After that, the mice were put through tests designed to measure if they were suffering from dementia. And unlike Alzheimer’s mice which weren’t exposed to the cell phone radiation, they didn’t. If the mice were exposed to the cell phone radiation while they were young and before they developed the symptoms of dementia, they never displayed them. If they were exposed to the radiation after they had already begun to show signs of dementia, the symptoms went away after the exposure began. In both cases, cell phone radiation appears to have protected the mice from additional brain damage.
The researchers say they’ve seen cellular radiation improve memory performance not just in Alzheimer’s-affected mice but in normal mice, as well.
Now don’t get too excited about the study’s applicability to human subjects: Since mouse brains are so much smaller, a similar effect in humans could take years to produce instead of months, but it could indicate that exposure to the type of radiation found in cell phones could ultimately become a treatment for Alzheimer’s in humans.

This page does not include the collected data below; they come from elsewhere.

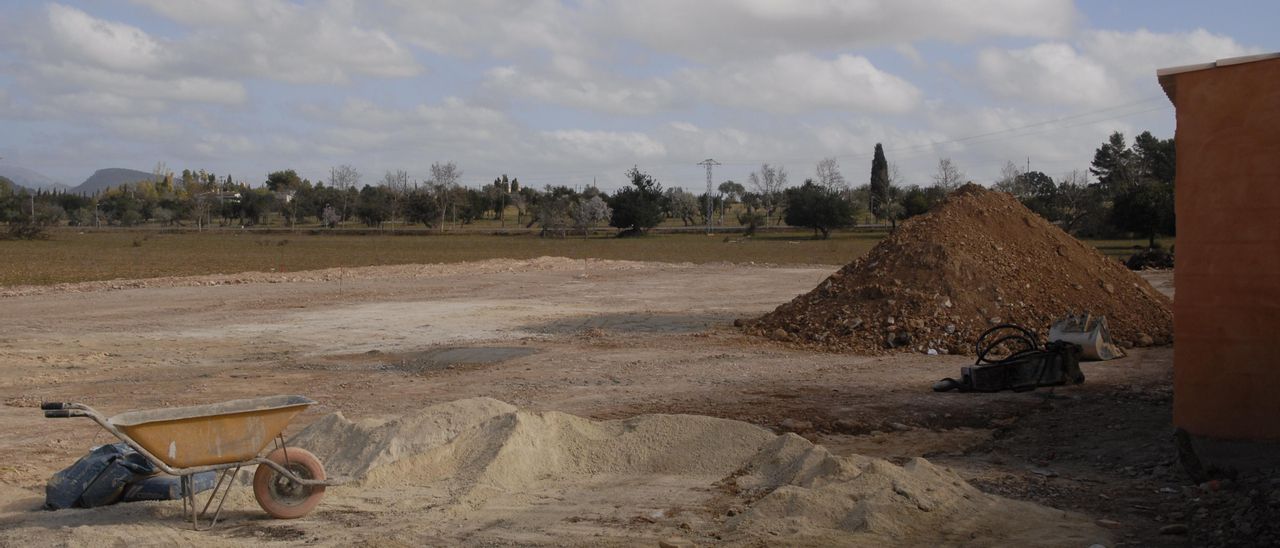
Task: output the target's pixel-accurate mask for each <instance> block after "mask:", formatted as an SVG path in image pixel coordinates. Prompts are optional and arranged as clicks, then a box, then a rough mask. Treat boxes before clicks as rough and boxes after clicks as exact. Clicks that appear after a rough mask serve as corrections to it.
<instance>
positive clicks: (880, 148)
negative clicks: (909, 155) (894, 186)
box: [868, 143, 891, 219]
mask: <svg viewBox="0 0 1280 548" xmlns="http://www.w3.org/2000/svg"><path fill="white" fill-rule="evenodd" d="M888 187H890V178H888V160H886V159H884V147H882V146H881V143H876V156H874V157H872V179H870V204H869V205H868V209H870V211H872V215H874V216H876V219H884V218H887V216H890V215H888V209H890V204H891V200H890V198H891V196H890V189H888Z"/></svg>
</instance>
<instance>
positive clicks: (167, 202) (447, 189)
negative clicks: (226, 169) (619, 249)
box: [0, 132, 1175, 245]
mask: <svg viewBox="0 0 1280 548" xmlns="http://www.w3.org/2000/svg"><path fill="white" fill-rule="evenodd" d="M1174 169H1175V161H1174V141H1172V140H1171V138H1169V140H1161V138H1157V137H1153V136H1152V134H1151V133H1149V132H1143V133H1140V134H1138V136H1137V137H1135V138H1134V141H1133V145H1132V146H1130V145H1129V143H1128V142H1126V140H1125V137H1124V134H1121V133H1119V132H1115V133H1112V134H1111V136H1110V137H1108V140H1107V141H1106V142H1103V143H1102V146H1100V147H1098V149H1097V150H1096V152H1094V157H1093V161H1092V164H1091V166H1089V168H1088V170H1087V172H1082V170H1074V172H1070V173H1066V174H1064V175H1061V177H1060V178H1059V179H1057V181H1055V179H1053V178H1052V177H1050V175H1048V174H1046V173H1043V172H1037V170H1023V169H1019V168H1018V165H1016V164H1014V163H1007V164H1006V165H1005V168H1004V170H1002V174H1001V178H1000V179H998V181H996V182H995V184H993V187H995V188H996V189H1000V191H1005V192H1009V193H1011V195H1014V196H1015V197H1018V198H1019V200H1020V201H1021V202H1023V204H1025V205H1027V206H1028V207H1030V209H1032V210H1033V211H1036V213H1038V214H1039V215H1042V216H1044V218H1046V219H1048V220H1050V222H1053V223H1056V224H1059V225H1060V227H1062V228H1064V229H1065V230H1068V232H1071V233H1074V234H1076V236H1084V237H1121V236H1126V234H1139V236H1142V237H1147V238H1148V239H1149V241H1151V243H1152V245H1155V238H1156V236H1157V234H1172V233H1174V210H1172V201H1174V195H1172V187H1174V174H1175V173H1174ZM1091 175H1092V179H1091ZM625 179H626V183H627V184H626V186H623V187H622V188H621V189H618V191H616V192H613V193H612V195H611V193H607V192H603V191H600V189H599V188H596V187H594V186H589V187H586V188H582V189H577V188H571V187H567V186H545V187H544V188H541V189H539V188H532V187H527V186H522V184H521V183H520V181H518V178H508V177H507V175H506V174H504V175H500V177H498V178H495V179H494V181H493V182H492V183H485V184H481V186H479V187H468V186H463V184H462V170H461V169H458V166H457V165H456V164H453V163H452V161H447V163H434V164H431V166H430V173H429V177H428V178H426V179H425V181H412V179H411V178H410V175H408V173H407V172H406V170H388V172H385V173H384V174H383V177H381V178H380V179H376V181H372V182H366V181H365V177H364V175H362V174H361V173H360V172H358V170H357V169H356V168H353V166H349V165H338V166H334V168H332V169H330V170H329V177H328V181H316V182H311V181H310V179H306V178H302V177H300V175H298V174H297V172H294V170H293V169H284V170H279V172H271V173H269V174H268V175H266V178H265V179H264V181H262V182H261V183H259V184H248V183H247V182H244V181H234V179H233V178H232V177H230V175H227V177H219V175H215V174H214V173H210V172H206V170H191V169H184V170H183V172H182V173H180V174H174V173H172V172H169V170H168V169H166V168H165V166H164V164H159V165H157V166H156V169H155V172H154V174H152V177H151V178H150V179H147V181H138V182H136V183H129V184H123V186H119V187H114V188H108V189H105V191H101V192H97V193H95V195H91V196H90V195H77V193H69V192H49V191H36V192H32V191H27V189H24V188H20V187H17V186H14V184H13V183H12V182H9V181H6V179H4V178H0V222H3V223H8V224H9V227H10V233H12V234H19V236H20V234H22V233H23V230H27V232H29V233H38V232H40V230H38V229H40V228H41V227H49V225H58V224H65V225H72V227H133V225H140V224H147V223H150V224H159V225H166V227H196V228H205V227H214V225H218V227H255V225H262V224H268V223H271V222H273V220H275V222H278V223H280V224H282V225H287V227H297V225H319V227H329V228H337V227H343V225H364V227H371V228H387V227H390V228H394V227H406V225H421V227H428V228H444V227H447V225H451V224H452V225H467V224H471V223H474V222H476V220H480V219H490V220H495V222H499V223H500V225H507V223H511V225H512V227H525V228H534V227H536V228H539V229H540V233H541V234H543V236H564V234H568V233H582V234H586V233H589V232H591V230H593V229H595V228H599V227H612V228H614V229H617V233H618V234H620V236H635V234H643V233H645V232H646V230H649V229H650V228H653V227H657V225H658V224H660V223H663V222H666V220H668V219H669V220H671V222H672V223H675V222H680V223H682V224H684V225H686V227H694V225H703V224H716V225H726V224H735V223H736V224H737V225H740V227H742V228H744V229H745V232H748V233H753V232H755V230H756V229H758V228H760V227H769V225H783V224H785V225H790V227H804V228H809V229H813V230H814V234H815V236H817V237H822V238H826V237H829V234H831V232H832V230H836V229H842V228H849V227H851V225H854V224H855V223H858V222H859V220H861V222H874V223H878V224H888V225H890V227H896V224H897V223H899V222H901V220H904V219H908V218H911V216H915V215H919V214H923V213H925V211H928V210H931V209H932V207H933V206H936V205H937V204H938V202H941V201H942V200H945V198H946V196H947V195H948V193H950V192H951V191H954V189H956V188H957V187H960V186H961V184H963V183H964V182H965V181H966V177H965V174H964V173H963V172H961V170H960V168H959V166H957V165H956V164H955V163H954V161H952V160H951V159H947V157H943V159H941V160H940V161H938V165H937V170H936V173H934V174H933V177H932V181H931V182H929V183H928V184H914V183H911V184H908V183H906V182H905V181H904V179H902V177H901V175H900V174H899V172H897V169H896V166H895V165H892V164H890V163H888V159H887V157H886V154H884V149H883V146H881V145H879V143H877V145H876V147H874V151H873V157H872V166H870V177H869V178H868V179H867V183H864V184H860V186H856V187H855V186H852V184H851V183H850V182H849V179H847V178H846V177H845V175H844V174H842V172H841V168H840V164H838V161H837V160H836V159H835V157H827V159H823V160H822V161H819V163H818V164H817V165H815V166H814V177H810V178H806V179H805V181H804V182H801V183H800V184H799V186H794V184H791V182H790V181H788V179H790V174H788V172H787V169H786V168H785V166H781V165H771V164H762V165H760V168H759V169H756V170H753V172H751V173H750V174H749V175H748V179H746V181H745V184H742V183H739V182H733V181H724V182H722V183H721V184H719V186H718V187H717V188H716V191H714V192H713V193H712V195H708V193H705V192H703V193H695V192H689V191H686V189H684V188H681V187H668V188H663V186H662V184H660V183H659V182H658V181H657V179H655V178H654V177H653V175H650V174H648V173H645V172H643V170H641V169H640V168H632V169H631V170H628V172H627V173H626V174H625ZM362 183H364V184H362ZM512 210H513V211H512ZM512 213H513V218H512ZM708 214H709V215H710V219H708Z"/></svg>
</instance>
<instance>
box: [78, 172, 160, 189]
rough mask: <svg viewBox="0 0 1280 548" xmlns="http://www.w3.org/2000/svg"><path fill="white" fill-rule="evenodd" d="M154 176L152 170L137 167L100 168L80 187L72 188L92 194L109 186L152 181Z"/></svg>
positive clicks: (117, 185) (154, 176)
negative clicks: (134, 168) (126, 167)
mask: <svg viewBox="0 0 1280 548" xmlns="http://www.w3.org/2000/svg"><path fill="white" fill-rule="evenodd" d="M152 178H155V175H152V174H151V173H150V172H140V170H137V169H124V168H108V169H99V170H97V172H93V174H92V175H90V177H88V178H87V179H84V182H83V183H79V186H78V187H76V188H72V192H81V193H88V195H91V193H93V192H99V191H105V189H106V188H109V187H119V186H120V184H128V183H137V182H140V181H151V179H152Z"/></svg>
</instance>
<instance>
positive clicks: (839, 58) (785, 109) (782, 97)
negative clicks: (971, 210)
mask: <svg viewBox="0 0 1280 548" xmlns="http://www.w3.org/2000/svg"><path fill="white" fill-rule="evenodd" d="M684 78H685V81H687V83H689V85H690V87H692V88H694V90H698V92H699V93H700V95H701V97H703V100H704V101H707V102H712V104H719V105H730V106H737V108H749V109H760V110H771V111H783V113H794V111H804V110H812V109H844V110H858V111H877V113H904V111H908V110H910V109H911V108H914V106H915V105H916V104H918V102H919V100H920V95H922V93H920V90H918V88H916V87H915V86H913V85H911V83H909V82H906V81H905V79H902V78H899V77H896V76H893V74H890V73H886V72H883V70H881V69H877V68H876V67H874V65H872V63H870V61H869V60H867V58H863V56H858V55H837V56H836V58H835V59H831V60H826V59H820V58H818V56H815V55H812V54H786V55H778V56H774V58H772V59H768V60H763V61H746V63H733V64H727V65H723V67H721V68H718V69H714V70H686V72H684Z"/></svg>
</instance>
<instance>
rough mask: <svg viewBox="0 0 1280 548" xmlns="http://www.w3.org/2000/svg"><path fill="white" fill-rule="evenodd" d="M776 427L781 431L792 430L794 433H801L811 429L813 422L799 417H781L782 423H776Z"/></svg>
mask: <svg viewBox="0 0 1280 548" xmlns="http://www.w3.org/2000/svg"><path fill="white" fill-rule="evenodd" d="M778 428H780V429H781V430H782V431H794V433H796V434H803V433H806V431H809V430H813V423H809V421H808V420H801V419H783V420H782V423H781V424H778Z"/></svg>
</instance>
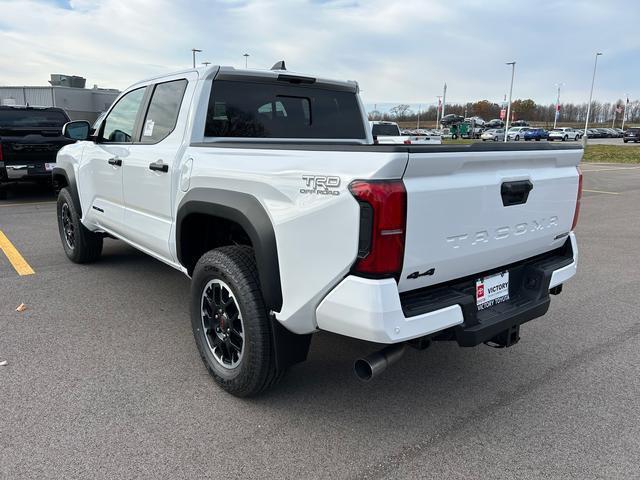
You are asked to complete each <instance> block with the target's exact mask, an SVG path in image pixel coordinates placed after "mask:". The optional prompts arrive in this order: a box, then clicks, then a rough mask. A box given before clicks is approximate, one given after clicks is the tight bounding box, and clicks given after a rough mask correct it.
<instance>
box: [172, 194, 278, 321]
mask: <svg viewBox="0 0 640 480" xmlns="http://www.w3.org/2000/svg"><path fill="white" fill-rule="evenodd" d="M193 213H200V214H206V215H212V216H215V217H221V218H224V219H226V220H231V221H233V222H235V223H237V224H238V225H240V226H241V227H242V228H243V229H244V231H245V232H246V233H247V235H248V236H249V239H250V240H251V244H252V245H253V250H254V254H255V257H256V264H257V267H258V275H259V277H260V287H261V289H262V296H263V297H264V301H265V303H266V306H267V308H268V309H270V310H273V311H275V312H279V311H280V310H281V309H282V285H281V282H280V266H279V264H278V247H277V245H276V235H275V232H274V230H273V225H272V223H271V219H270V218H269V215H268V214H267V212H266V211H265V209H264V207H263V206H262V204H261V203H260V202H259V201H258V200H257V199H256V198H255V197H254V196H252V195H249V194H247V193H242V192H236V191H232V190H224V189H219V188H194V189H193V190H190V191H189V192H188V193H187V194H186V195H185V196H184V198H183V199H182V200H181V201H180V205H179V206H178V210H177V215H176V251H177V255H178V261H179V262H180V264H181V265H182V266H185V267H187V265H185V259H183V258H182V247H181V237H182V232H181V228H182V223H183V220H184V219H185V218H186V217H187V216H188V215H190V214H193Z"/></svg>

Up next is research into specific frequencies that best generate the protective effect in the brain. Cell phones operate on a variety of so-called “high frequency” waves, but “low frequency” waves, such as those created as a by-product of power line transmissions, have generated some concern as increasing the risk of Alzheimer’s in some studies. Is there a magic electromagnetic frequency that could save the brain from dementia? Check back in a few years… if you can remember, that is.